Earlier this year Hall called on the Labour government to get to grips with rampant M&A activity, warning that the UK market will continue to shrink if nothing is done.

This time around he noted it was of particular importance for smaller companies. Typically this is solved by initial public offerings (IPOs) and although this area is “starting to emerge from hibernation”, there remain “structural issues in the UK that need to be addressed to retain a healthy UK equity market”.

“We believe we need to address the demand side, if the UK is to retain its growth companies and to ensure that the equity market is able to provide long-term growth capital. In our view this can be delivered through pension reform, ISA reform and a national wealth fund,” he said.

However, it is not all bad news. Investors in bid-for stocks have profited mightily. The average premium of these offers is 40%, with some materially higher. The report highlighted Wincanton (104% above the share price on the day of the bid), Spirent (86%), International Distributions Services (73%) and Keywords Studios (69%).

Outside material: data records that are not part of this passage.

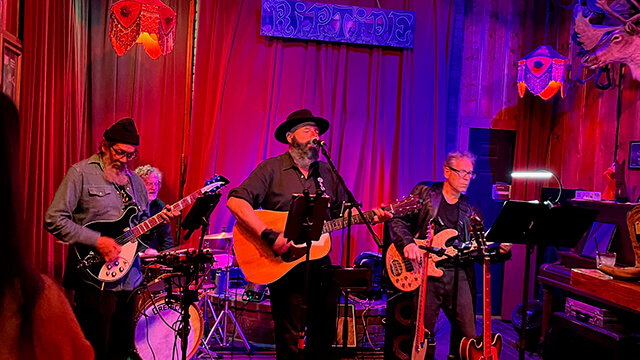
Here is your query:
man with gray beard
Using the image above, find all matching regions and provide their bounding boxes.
[227,109,391,360]
[44,118,178,359]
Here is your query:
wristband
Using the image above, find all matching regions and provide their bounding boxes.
[260,229,280,246]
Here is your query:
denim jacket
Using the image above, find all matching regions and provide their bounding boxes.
[44,154,148,291]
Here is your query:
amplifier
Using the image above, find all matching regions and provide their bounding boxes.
[564,298,620,328]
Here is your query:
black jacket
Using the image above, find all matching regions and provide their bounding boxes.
[388,182,482,299]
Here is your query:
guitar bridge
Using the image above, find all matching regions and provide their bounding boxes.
[78,252,102,268]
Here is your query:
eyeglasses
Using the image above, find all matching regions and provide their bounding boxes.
[111,146,138,160]
[447,166,478,179]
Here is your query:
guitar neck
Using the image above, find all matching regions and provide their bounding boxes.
[130,189,202,238]
[322,206,393,234]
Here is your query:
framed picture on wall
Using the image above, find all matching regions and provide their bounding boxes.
[629,141,640,170]
[0,33,22,108]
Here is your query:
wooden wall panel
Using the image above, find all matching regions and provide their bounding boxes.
[457,0,640,318]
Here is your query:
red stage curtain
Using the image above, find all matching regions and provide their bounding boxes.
[21,0,453,279]
[20,1,91,279]
[186,0,453,262]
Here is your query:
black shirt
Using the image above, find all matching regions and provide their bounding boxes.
[435,195,460,246]
[229,151,347,219]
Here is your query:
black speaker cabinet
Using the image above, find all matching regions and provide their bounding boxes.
[384,291,416,360]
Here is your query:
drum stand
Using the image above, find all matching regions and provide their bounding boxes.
[204,238,251,354]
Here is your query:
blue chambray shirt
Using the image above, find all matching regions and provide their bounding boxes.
[44,154,148,291]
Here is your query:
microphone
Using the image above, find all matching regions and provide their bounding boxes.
[311,138,327,147]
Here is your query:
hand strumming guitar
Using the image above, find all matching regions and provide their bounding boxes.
[271,233,291,256]
[96,236,122,261]
[403,243,422,261]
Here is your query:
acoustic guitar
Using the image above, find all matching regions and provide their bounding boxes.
[460,216,502,360]
[233,195,422,284]
[70,175,229,286]
[385,229,458,292]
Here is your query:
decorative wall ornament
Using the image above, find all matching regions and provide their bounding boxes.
[109,0,176,59]
[518,45,569,100]
[260,0,416,48]
[573,0,640,80]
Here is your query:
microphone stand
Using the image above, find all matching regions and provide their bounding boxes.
[314,140,382,353]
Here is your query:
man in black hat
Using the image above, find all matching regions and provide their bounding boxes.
[44,118,178,359]
[227,109,391,360]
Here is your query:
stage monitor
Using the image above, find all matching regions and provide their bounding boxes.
[580,221,616,259]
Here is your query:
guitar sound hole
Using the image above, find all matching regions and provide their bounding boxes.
[391,260,402,276]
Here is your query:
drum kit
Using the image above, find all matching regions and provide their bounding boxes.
[134,229,251,360]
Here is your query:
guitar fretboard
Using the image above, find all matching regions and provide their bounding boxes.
[322,211,376,234]
[116,189,202,244]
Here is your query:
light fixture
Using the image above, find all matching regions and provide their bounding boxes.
[109,0,176,59]
[511,169,562,204]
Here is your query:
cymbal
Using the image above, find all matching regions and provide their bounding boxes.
[204,232,233,240]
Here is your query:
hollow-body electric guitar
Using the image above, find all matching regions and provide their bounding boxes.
[233,195,422,284]
[385,229,458,291]
[411,230,438,360]
[74,175,229,283]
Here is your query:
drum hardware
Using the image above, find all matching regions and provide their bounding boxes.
[204,232,251,354]
[200,285,224,344]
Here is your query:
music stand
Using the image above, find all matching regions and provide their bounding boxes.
[282,190,329,358]
[486,201,598,360]
[178,192,222,360]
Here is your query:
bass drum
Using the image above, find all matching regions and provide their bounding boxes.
[135,294,204,360]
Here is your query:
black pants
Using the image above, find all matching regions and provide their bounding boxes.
[74,285,135,359]
[269,257,338,360]
[424,268,476,358]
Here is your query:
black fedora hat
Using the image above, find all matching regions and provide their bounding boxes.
[275,109,329,144]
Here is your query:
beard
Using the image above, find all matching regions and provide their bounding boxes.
[289,136,320,169]
[103,161,129,185]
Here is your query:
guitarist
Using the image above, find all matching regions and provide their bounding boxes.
[389,150,479,359]
[227,109,391,360]
[44,118,178,359]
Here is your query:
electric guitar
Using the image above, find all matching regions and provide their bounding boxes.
[385,229,458,291]
[411,227,438,360]
[460,216,502,360]
[233,195,422,284]
[74,175,229,283]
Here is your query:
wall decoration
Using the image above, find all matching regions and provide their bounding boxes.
[0,34,22,108]
[109,0,176,59]
[260,0,416,48]
[573,0,640,80]
[518,45,569,100]
[629,141,640,170]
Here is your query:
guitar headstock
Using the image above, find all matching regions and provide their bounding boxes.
[388,195,423,216]
[202,175,230,194]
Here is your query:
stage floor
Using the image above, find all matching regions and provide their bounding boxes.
[194,313,541,360]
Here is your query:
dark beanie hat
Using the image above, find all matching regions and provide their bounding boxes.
[102,118,140,146]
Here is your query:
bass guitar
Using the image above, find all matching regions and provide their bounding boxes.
[411,227,438,360]
[74,175,229,283]
[233,195,422,284]
[385,229,458,291]
[460,216,502,360]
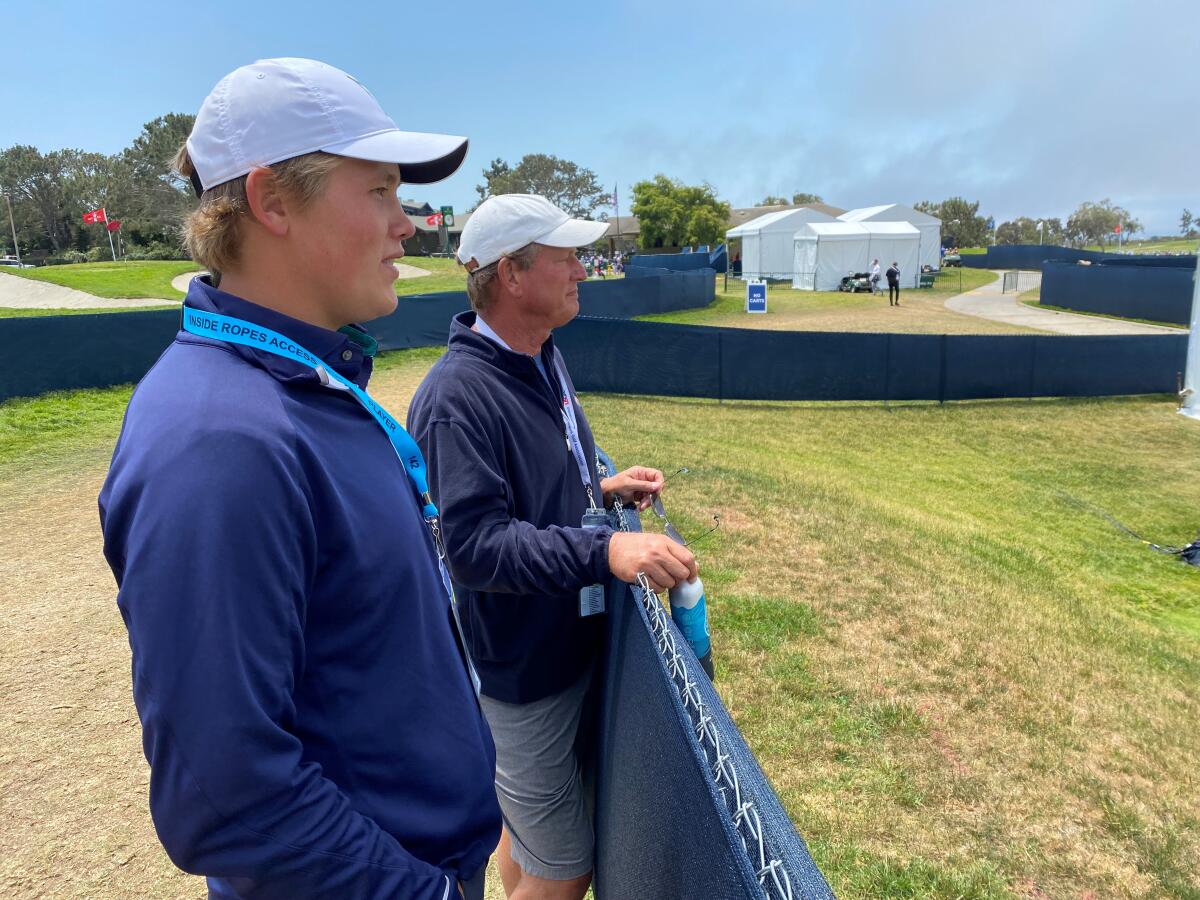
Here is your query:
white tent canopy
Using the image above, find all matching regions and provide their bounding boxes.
[725,206,838,278]
[792,221,920,290]
[838,203,942,269]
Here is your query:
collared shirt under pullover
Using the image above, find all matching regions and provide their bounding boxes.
[100,281,500,900]
[408,312,612,703]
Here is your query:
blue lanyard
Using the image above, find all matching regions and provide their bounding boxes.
[184,306,440,520]
[554,360,596,508]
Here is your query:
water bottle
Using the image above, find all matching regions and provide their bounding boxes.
[667,576,715,680]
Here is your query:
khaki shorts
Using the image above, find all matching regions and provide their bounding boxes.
[479,670,595,881]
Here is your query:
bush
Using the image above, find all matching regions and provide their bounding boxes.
[125,241,191,260]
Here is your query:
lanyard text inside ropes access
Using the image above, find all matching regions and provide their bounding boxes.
[182,306,479,694]
[554,360,596,509]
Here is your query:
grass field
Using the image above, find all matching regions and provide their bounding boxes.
[640,269,1032,335]
[4,259,198,300]
[0,350,1200,899]
[0,257,467,318]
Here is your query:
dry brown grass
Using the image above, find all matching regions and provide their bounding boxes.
[0,353,1200,900]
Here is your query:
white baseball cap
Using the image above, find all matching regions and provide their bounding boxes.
[187,59,467,193]
[457,193,608,271]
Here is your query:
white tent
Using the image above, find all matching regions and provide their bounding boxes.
[838,203,942,269]
[792,222,920,290]
[725,206,838,278]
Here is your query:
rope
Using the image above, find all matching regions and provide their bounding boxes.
[1057,491,1200,557]
[596,457,794,900]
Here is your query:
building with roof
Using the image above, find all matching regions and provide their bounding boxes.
[600,203,846,253]
[838,203,942,269]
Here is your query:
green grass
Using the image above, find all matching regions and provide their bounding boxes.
[396,257,467,296]
[0,304,179,319]
[1084,238,1200,253]
[4,260,198,300]
[0,349,1200,899]
[638,269,1026,334]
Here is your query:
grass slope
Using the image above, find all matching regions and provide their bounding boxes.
[0,349,1200,898]
[5,260,198,300]
[640,269,1032,335]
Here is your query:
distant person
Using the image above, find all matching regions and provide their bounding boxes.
[100,59,501,900]
[876,260,900,306]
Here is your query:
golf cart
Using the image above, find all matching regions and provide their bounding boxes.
[838,272,871,294]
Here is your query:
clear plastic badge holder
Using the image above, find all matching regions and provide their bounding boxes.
[580,506,610,618]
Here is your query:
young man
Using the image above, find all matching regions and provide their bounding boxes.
[887,260,900,306]
[409,194,696,900]
[100,59,500,900]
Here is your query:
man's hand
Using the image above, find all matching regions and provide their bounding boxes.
[608,532,700,592]
[600,466,666,512]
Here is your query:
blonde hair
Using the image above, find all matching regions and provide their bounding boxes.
[172,144,344,278]
[467,244,541,312]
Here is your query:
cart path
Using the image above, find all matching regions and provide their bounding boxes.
[946,271,1187,335]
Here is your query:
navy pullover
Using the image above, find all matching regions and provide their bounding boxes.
[100,281,500,900]
[408,312,612,703]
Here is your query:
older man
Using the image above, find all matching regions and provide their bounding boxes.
[409,194,696,900]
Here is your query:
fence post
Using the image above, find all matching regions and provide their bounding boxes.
[716,331,725,406]
[937,335,949,403]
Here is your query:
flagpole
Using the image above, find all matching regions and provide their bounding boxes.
[612,181,620,256]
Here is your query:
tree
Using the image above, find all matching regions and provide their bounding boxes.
[475,154,611,218]
[112,113,196,252]
[634,175,730,250]
[913,197,988,247]
[1067,198,1141,245]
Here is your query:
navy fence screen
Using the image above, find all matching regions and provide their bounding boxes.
[556,317,1188,401]
[594,472,833,900]
[0,274,1188,400]
[1042,257,1195,325]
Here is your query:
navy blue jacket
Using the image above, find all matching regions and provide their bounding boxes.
[100,281,500,900]
[408,312,612,703]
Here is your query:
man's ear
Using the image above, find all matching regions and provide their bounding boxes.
[246,166,288,238]
[496,257,521,296]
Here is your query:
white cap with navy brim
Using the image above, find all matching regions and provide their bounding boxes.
[457,193,608,271]
[187,58,467,191]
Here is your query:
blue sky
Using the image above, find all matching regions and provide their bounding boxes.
[0,0,1200,234]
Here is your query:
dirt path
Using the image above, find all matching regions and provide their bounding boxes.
[0,272,178,310]
[946,271,1183,335]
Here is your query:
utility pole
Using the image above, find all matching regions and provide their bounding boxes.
[4,184,20,265]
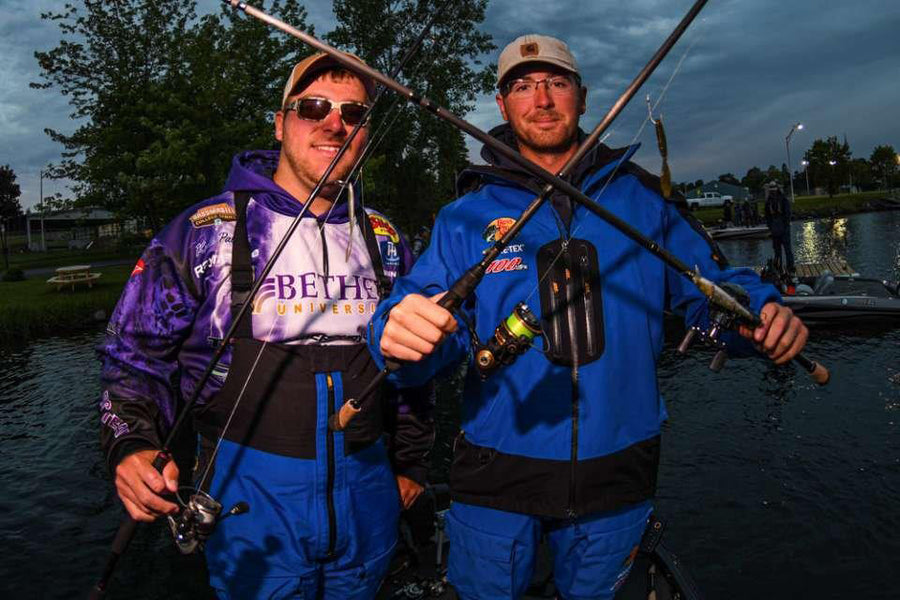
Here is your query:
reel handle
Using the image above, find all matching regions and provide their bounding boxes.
[794,354,831,385]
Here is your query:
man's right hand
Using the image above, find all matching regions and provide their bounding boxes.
[381,292,457,362]
[116,450,178,522]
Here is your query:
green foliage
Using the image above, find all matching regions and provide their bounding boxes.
[0,265,132,343]
[32,0,308,229]
[327,0,494,232]
[741,167,766,196]
[719,173,741,185]
[3,269,25,282]
[0,165,22,219]
[803,135,851,196]
[869,145,900,189]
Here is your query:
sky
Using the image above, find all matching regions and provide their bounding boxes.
[0,0,900,207]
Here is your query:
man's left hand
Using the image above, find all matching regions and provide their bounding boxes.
[397,475,425,510]
[740,302,809,365]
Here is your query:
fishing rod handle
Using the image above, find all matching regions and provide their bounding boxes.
[88,450,172,600]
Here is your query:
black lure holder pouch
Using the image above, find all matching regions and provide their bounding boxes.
[537,238,606,366]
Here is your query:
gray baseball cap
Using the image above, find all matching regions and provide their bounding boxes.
[497,33,578,86]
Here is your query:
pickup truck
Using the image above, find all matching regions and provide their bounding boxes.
[686,192,734,210]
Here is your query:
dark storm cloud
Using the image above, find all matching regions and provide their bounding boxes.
[475,0,900,180]
[0,0,900,211]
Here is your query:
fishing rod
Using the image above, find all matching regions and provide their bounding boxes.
[89,0,450,600]
[223,0,829,430]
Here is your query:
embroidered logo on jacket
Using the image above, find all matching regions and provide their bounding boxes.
[369,215,400,244]
[481,217,516,242]
[190,202,237,227]
[484,256,528,274]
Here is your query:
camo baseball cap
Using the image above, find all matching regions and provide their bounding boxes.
[281,52,375,106]
[497,33,578,87]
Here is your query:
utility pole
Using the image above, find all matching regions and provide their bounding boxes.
[39,169,47,252]
[784,123,803,204]
[0,217,9,271]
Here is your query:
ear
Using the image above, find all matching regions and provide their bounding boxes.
[275,110,284,142]
[495,94,509,121]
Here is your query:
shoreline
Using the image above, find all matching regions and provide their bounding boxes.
[0,199,900,344]
[0,265,132,344]
[691,191,900,227]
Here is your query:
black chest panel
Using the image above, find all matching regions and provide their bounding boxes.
[537,238,606,366]
[195,193,389,459]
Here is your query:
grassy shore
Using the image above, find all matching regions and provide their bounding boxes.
[0,249,140,272]
[693,191,900,226]
[0,263,132,342]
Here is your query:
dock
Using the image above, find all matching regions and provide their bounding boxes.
[754,256,859,279]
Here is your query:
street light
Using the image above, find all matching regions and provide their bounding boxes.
[38,169,47,252]
[800,159,809,196]
[784,123,809,204]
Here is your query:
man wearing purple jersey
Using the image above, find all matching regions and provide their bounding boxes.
[99,54,433,599]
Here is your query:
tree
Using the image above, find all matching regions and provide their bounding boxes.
[0,165,22,219]
[869,145,898,189]
[847,158,875,191]
[741,167,766,196]
[765,165,787,187]
[803,135,851,196]
[719,173,741,185]
[327,0,494,231]
[32,0,308,229]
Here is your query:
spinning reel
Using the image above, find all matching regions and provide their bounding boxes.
[472,302,541,379]
[168,488,250,554]
[678,283,750,373]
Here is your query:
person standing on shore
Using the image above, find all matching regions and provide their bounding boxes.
[99,54,433,600]
[369,35,807,600]
[764,181,796,274]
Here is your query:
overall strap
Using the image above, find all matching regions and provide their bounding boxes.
[231,192,253,338]
[356,208,394,300]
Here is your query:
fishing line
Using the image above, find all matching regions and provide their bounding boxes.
[525,19,706,304]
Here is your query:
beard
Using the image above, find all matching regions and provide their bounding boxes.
[509,113,578,154]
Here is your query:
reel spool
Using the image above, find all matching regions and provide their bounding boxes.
[168,488,250,554]
[678,283,750,373]
[475,302,541,379]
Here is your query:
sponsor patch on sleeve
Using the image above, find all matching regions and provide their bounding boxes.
[481,217,516,242]
[190,202,237,227]
[369,215,400,244]
[131,258,144,277]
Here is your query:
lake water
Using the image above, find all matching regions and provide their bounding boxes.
[0,212,900,600]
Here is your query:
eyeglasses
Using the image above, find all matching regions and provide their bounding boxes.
[506,75,578,98]
[283,96,369,127]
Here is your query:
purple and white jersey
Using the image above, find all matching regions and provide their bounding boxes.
[98,151,412,439]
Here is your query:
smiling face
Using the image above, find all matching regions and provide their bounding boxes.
[273,71,368,206]
[497,63,586,162]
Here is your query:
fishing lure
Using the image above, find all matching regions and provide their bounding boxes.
[647,94,672,200]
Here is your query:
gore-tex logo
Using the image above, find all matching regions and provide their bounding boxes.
[484,256,528,274]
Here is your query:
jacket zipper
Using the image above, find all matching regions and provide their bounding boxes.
[325,373,337,558]
[581,254,594,356]
[564,248,579,519]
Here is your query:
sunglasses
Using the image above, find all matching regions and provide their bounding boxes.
[283,96,369,127]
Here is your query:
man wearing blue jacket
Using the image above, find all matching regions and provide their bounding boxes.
[369,35,807,600]
[100,54,433,600]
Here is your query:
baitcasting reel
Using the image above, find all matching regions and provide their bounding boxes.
[678,283,750,373]
[473,302,541,379]
[169,488,250,554]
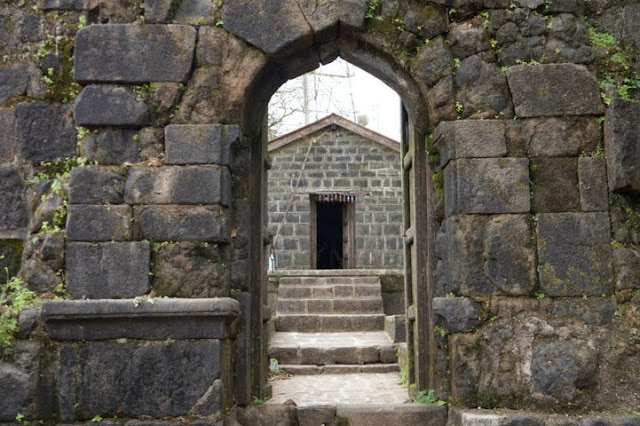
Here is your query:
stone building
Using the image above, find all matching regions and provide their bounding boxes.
[0,0,640,426]
[267,114,403,269]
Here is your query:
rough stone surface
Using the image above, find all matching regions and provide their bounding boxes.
[80,128,141,164]
[74,24,196,83]
[530,157,580,213]
[537,212,614,297]
[133,205,229,242]
[74,86,149,127]
[0,342,40,422]
[16,101,76,162]
[152,242,229,297]
[0,239,22,276]
[43,0,87,10]
[0,166,27,229]
[455,55,513,118]
[613,247,640,290]
[578,157,609,212]
[433,120,507,167]
[444,158,530,216]
[438,215,536,296]
[411,37,453,91]
[299,0,368,43]
[74,341,223,418]
[531,341,598,402]
[0,67,29,103]
[222,0,313,55]
[506,117,602,157]
[431,297,482,333]
[507,64,604,117]
[604,98,640,191]
[69,166,125,204]
[66,242,151,299]
[0,108,16,164]
[124,166,231,205]
[165,124,240,165]
[66,204,132,241]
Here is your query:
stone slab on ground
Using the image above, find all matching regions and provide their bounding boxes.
[269,331,396,366]
[268,373,409,407]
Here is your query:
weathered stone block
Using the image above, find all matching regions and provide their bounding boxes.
[133,205,229,242]
[613,247,640,290]
[0,240,22,276]
[431,297,482,333]
[69,166,125,204]
[66,242,151,299]
[0,108,16,163]
[0,166,27,229]
[531,341,598,402]
[70,341,223,418]
[411,37,453,90]
[124,166,231,205]
[506,117,602,157]
[578,157,609,212]
[80,128,141,164]
[454,55,513,118]
[604,98,640,191]
[153,242,229,297]
[507,64,604,117]
[165,124,240,165]
[0,342,40,423]
[144,0,173,24]
[0,66,29,103]
[443,215,536,296]
[74,24,196,83]
[444,158,530,216]
[16,101,76,162]
[433,120,507,167]
[300,0,367,42]
[530,157,580,213]
[42,297,240,340]
[74,86,149,127]
[43,0,87,10]
[222,0,313,55]
[538,212,614,297]
[67,204,133,241]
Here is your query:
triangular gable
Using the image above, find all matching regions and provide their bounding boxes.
[268,114,400,152]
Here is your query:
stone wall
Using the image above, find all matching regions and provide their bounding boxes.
[267,127,403,269]
[0,0,640,424]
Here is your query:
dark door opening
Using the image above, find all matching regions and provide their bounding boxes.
[316,203,344,269]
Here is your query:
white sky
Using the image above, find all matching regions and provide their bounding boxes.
[269,58,400,141]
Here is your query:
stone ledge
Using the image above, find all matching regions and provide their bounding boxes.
[42,297,240,340]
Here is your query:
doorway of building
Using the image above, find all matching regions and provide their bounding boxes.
[310,194,355,269]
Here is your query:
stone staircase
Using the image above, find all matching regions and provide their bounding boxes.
[269,276,399,375]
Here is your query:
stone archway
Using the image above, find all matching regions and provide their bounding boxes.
[224,2,444,400]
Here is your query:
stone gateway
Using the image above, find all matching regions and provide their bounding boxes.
[0,0,640,426]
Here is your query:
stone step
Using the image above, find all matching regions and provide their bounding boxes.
[336,404,447,426]
[276,314,385,332]
[278,297,384,314]
[269,331,397,366]
[278,284,382,299]
[280,363,400,376]
[279,276,380,286]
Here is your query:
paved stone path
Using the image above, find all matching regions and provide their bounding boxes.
[268,373,409,406]
[271,331,392,348]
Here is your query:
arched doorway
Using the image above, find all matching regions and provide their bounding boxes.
[236,24,437,397]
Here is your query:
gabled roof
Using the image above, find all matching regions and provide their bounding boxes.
[268,114,400,152]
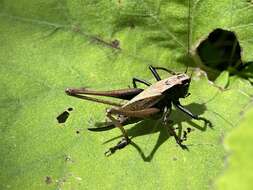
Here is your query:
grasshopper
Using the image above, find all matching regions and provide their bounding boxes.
[65,65,210,156]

Most of the money is coming from corporate buyers (68% of the bids have come from rival firms) as the rate environment and economic outlook have become clearer, said Hall.

“It has been particularly noticeable that corporates have been the main acquirers. This suggests greater confidence in the economic outlook and the interest rate environment. It also shows the attractiveness of UK companies and the potential for synergies in a low-growth environment,” he said.

By contrast, it has been “surprising” to see relatively low activity from private equity, where an estimated $4trn remains on the sidelines.

“We expect this to change as financing conditions improve, which means that private equity is likely to be a more active acquirer going forwards,” said Hall.